The generated code includes a table that maps base character + combining
mark pairs to their precomposed equivalents using Python's unicodedata
module. It also provides the ucs_recompose() function to query that
table.

The default script behavior is to create a table with most commonly used
Latin, Greek, and Cyrillic recomposition pairs only. It is much smaller
than the table with all possible recomposition pairs (71 entries vs 1000
entries). But if one needs/wants the full table then simply running the
script with the --full argument will generate it.

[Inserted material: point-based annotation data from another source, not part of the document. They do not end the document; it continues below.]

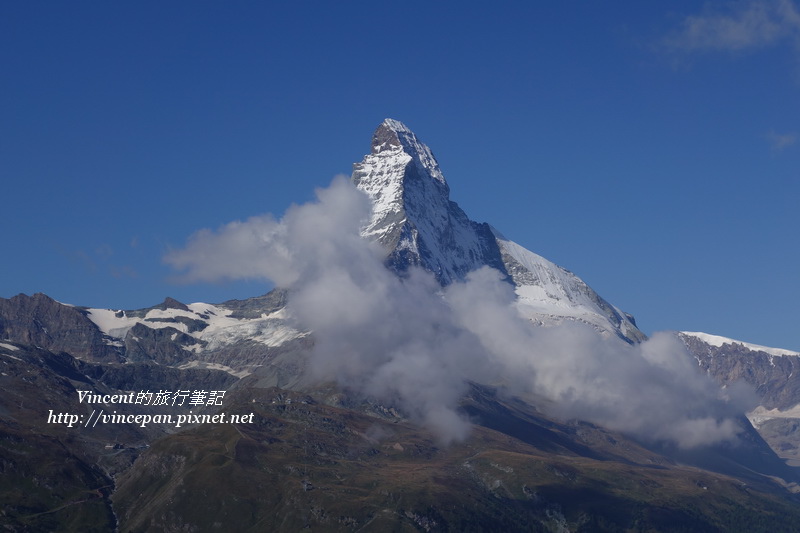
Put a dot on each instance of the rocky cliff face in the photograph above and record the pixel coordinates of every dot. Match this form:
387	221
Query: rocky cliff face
39	320
415	220
774	375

Signed-off-by: Nicolas Pitre <npitre@xxxxxxxxxxxx>
---
drivers/tty/vt/gen_ucs_recompose.py | 321 ++++++++++++++++++++++++++++
1 file changed, 321 insertions(+)
create mode 100755 drivers/tty/vt/gen_ucs_recompose.py

diff --git a/drivers/tty/vt/gen_ucs_recompose.py b/drivers/tty/vt/gen_ucs_recompose.py
new file mode 100755
index 0000000000..64418803e4
--- /dev/null
+++ b/drivers/tty/vt/gen_ucs_recompose.py
...
+struct compare_key {{
+ uint16_t base;
+ uint16_t combining;
+}};
+
+static int recomposition_compare(const void *key, const void *element)
+{{
+ const struct compare_key *search_key = key;
+ const struct recomposition *table_entry = element;
+
+ /* Compare base character first */
+ if (search_key->base < table_entry->base)
+ return -1;
+ if (search_key->base > table_entry->base)
+ return 1;
+
+ /* Base characters match, now compare combining character */
+ if (search_key->combining < table_entry->combining)
+ return -1;
+ if (search_key->combining > table_entry->combining)
+ return 1;
+
+ /* Both match */
+ return 0;
+}}
+
+/**
+ * Attempt to recompose two Unicode characters into a single character.
+ *
+ * @param previous: Previous Unicode code point (UCS-4)
+ * @param current: Current Unicode code point (UCS-4)
+ * Return: Recomposed Unicode code point, or 0 if no recomposition is possible
+ */
+uint32_t ucs_recompose(uint32_t base, uint32_t combining)
+{{
+ /* Check if characters are within the range of our table */
+ if (base < MIN_BASE_CHAR || base > MAX_BASE_CHAR ||
+ combining < MIN_COMBINING_CHAR || combining > MAX_COMBINING_CHAR)
+ return 0;
+
+ struct compare_key key = {{ base, combining }};
+
+ struct recomposition *result =
+ __inline_bsearch(&key, recomposition_table,
+ ARRAY_SIZE(recomposition_table),
+ sizeof(*recomposition_table),
+ recomposition_compare);
+
+ return result ? result->recomposed : 0;
+}}

Again, I think no reason to maintain C functions in py.

thanks,
--
js
suse labs